Issue 027-minute read

Why we built the LCP before the LMS.

Most EdTech ships the LMS first and adds personalisation later. We did it backwards because the lesson generator demanded it. Order of operations as architecture.

By Bill Faruki2026-05-21

Order of operations is architecture. The decisions you make about what to build first shape everything you build afterward. ArthurAI was built in an order that looks backward from the perspective of the EdTech market, and the order is the most architecturally consequential decision the company has made.

Most EdTech ships the Learning Management System (LMS) first. The LMS is the container: rosters, courses, content, assessments, gradebook, reports. With the container shipped and customers using it, the company then adds "personalisation" as a feature — usually a recommendation engine that suggests which static lesson a student should see next, based on telemetry from the gradebook.

That order produces a recognisable kind of product. Personalisation is bolted on. The recommendation engine works at the lesson-selection level. The lessons themselves are static. The system can personalise which lesson is played; it cannot personalise the lesson itself. That ceiling is built into the architecture by the order in which it was constructed.

We did it backwards

We started with the Learning Cognitive Profile. Thirty questions across five categories. Four cognitive dimensions (visual-verbal, active-reflective, sensing-intuitive, sequential-global). The instrument was the first thing the platform asks every learner to complete, because the lesson generator that comes next needs the four-coordinate signature as input on every generation call. The LCP was not a feature. The LCP was the precondition.

Then we built the lesson generator. Not a content library with a recommendation engine on top, but a generation pipeline that produces a fresh lesson per learner per concept per day. The generator reads the LCP signature on every call and adapts the lesson's block composition to the learner's cognitive style. Visual-strong learners get more diagrams, hierarchy trees, comparison tables. Verbal-strong learners get more definitions and accordions. Same concept; structurally different lesson per learner.

Then we built the live tutor. Not as a chat surface bolted on, but as a streaming tutoring channel that inherits the same LCP signature, the same cognitive posture, the same disciplinary reasoning. The tutor and the lesson are the same product surface seen from two angles, not a tutor app glued onto an LMS.

Then we built the assessment surface, the certificate system, the dashboards, the reports, the bulk import. These are the LMS-like surfaces. They came last, because they need to be downstream of the cognitive instrument, the generation engine, and the tutor — not upstream of them.

The order of operations is the architecture. We built the instrument before the system that consumes its output. That order is the difference between a recommendation engine and a personalisation engine.

What the order made possible

Closed-loop adaptive learning, at the lesson level, not the lesson-selection level. When a learner crosses 50% completion of the day's lessons, the entire next day's lessons are queued for generation, with today's practice accuracy passed in as mastery signal. The system is not picking which static lesson to show tomorrow; it is generating tomorrow's lessons, calibrated to who the learner is and what they just demonstrated they had or had not mastered.

That capability is unavailable to any platform that built the LMS first.

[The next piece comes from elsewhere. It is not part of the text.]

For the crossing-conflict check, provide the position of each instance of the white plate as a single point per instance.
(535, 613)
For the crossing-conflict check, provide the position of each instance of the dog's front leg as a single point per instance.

A content library with a recommendation engine on top cannot, structurally, do this. The ceiling is the static content. The generation engine sees no such ceiling because the generation engine is the content layer.

What the order cost us

Time and complexity. The LMS-first companies in market were faster to ship. Their first version was a complete container; ours did not have a gradebook for a long time. We invested in the LCP, the generator, and the tutor before we shipped the surfaces a procurement officer recognises from prior EdTech evaluations. Customers had to understand that what they were buying was architecturally different. Some did. Some did not.

The cost was worth it, because the order is the architecture. We could have built the LMS first and added personalisation. We would have ended up with a product the market already had several of. We chose to invent the instrument, the engine, and the tutor first, and let the LMS surfaces follow from what they enabled. The platform that exists today is the artefact of that order.